Allison Hartman worked as a line and prep cook at several Bartmann Group restaurants, including Red Stag, The Bird and Pat’s Tap. She was working at another one of Bartmann’s estalbishments — Gigi’s Cafe — the week of March 16 when she found out she was being let go without her final wages, she told the Reformer.  

“I had bills to pay. I had student loans to pay off. I have utilities that I need to repay. I was moving out of an apartment, so there’s obvious expenses with that,” she said. “And so that was really, really stressful for me. And I also didn’t know if I qualified for unemployment, so I had no idea how I would be able to sustain myself.”  

Hartman says she has since received her last paycheck, but organizers argue that she and other workers are still owed two weeks worth of wages under the state’s final paycheck statute. They point to a clause that says workers who are not paid their back wages within 24 hours of being let go are then owed additional pay equal to the amount of their daily earnings for each of up to 15 days that their employer fails to pay them.  
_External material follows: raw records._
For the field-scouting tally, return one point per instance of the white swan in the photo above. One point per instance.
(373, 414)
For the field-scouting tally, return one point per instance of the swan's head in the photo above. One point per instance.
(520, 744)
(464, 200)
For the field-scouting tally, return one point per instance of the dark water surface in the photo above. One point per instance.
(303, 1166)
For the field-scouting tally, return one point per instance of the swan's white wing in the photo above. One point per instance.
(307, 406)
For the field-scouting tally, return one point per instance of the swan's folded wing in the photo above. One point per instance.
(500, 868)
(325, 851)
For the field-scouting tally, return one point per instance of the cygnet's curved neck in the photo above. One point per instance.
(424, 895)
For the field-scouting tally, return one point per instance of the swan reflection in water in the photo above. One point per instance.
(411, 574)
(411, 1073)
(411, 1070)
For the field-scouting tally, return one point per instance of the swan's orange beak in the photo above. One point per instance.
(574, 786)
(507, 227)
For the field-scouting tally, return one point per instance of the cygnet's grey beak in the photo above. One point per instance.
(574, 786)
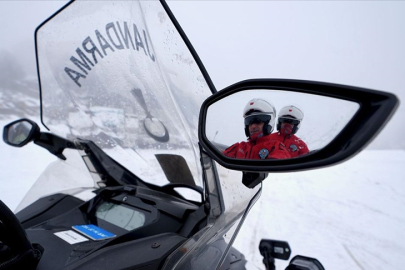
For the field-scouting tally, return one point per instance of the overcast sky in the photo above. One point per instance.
(357, 43)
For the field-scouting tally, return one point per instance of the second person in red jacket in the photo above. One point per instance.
(289, 121)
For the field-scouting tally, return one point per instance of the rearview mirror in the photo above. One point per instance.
(328, 122)
(274, 124)
(20, 132)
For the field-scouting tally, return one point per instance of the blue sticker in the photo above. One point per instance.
(293, 148)
(263, 153)
(93, 232)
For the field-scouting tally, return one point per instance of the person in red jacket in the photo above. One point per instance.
(259, 118)
(289, 121)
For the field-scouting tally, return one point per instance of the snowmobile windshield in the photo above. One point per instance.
(119, 74)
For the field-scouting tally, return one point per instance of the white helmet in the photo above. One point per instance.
(259, 110)
(290, 114)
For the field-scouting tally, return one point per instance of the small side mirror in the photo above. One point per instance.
(20, 132)
(304, 263)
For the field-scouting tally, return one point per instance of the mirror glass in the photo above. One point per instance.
(274, 124)
(19, 132)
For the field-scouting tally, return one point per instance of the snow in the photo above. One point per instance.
(349, 216)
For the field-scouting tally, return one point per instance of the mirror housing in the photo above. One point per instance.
(23, 131)
(375, 109)
(20, 132)
(304, 263)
And Hartman says that she — like many back-of-house restaurant workers — is still owed unpaid overtime going back more than a year. Bartmann did not respond to an interview request from the Reformer. The Star Tribune recently reported that in e-mails to employees, she said she was seeking investors and applying for government loans, and that she eventually found outside money to cover payroll.

At the protest, Bartmann’s former employees also demanded that the restaurants be restructured to a cooperative ownership model. 

Huizar, the workers’ rights attorney, points to a silver lining in the current crisis: While workers may be more reluctant to step forward, when they do, more people seem willing to pay attention.

Frontline workers called “essential ” — nurses, Amazon warehouse laborers, or meat processors and delivery drivers — have pleaded their case with a life and death urgency to a mask-wearing public.  

“Right now, I think we are recognizing how essential so many workers are to our day-to-day lives, and that is empowering and helping workers see value and opportunity in coming together and demanding better,” she said.  

And as workers feel more empowered, they are demanding more than just the money they are owed, but also a greater say in how their work is done.  

“A lot of the organizing that we’re seeing is not just focused on wage theft and enforcement of laws that are on the books, but on demanding and crafting a vision for what could be better,” Huizar said. “We hope to see a lot more of that, and we hope that it yields real results and real change.”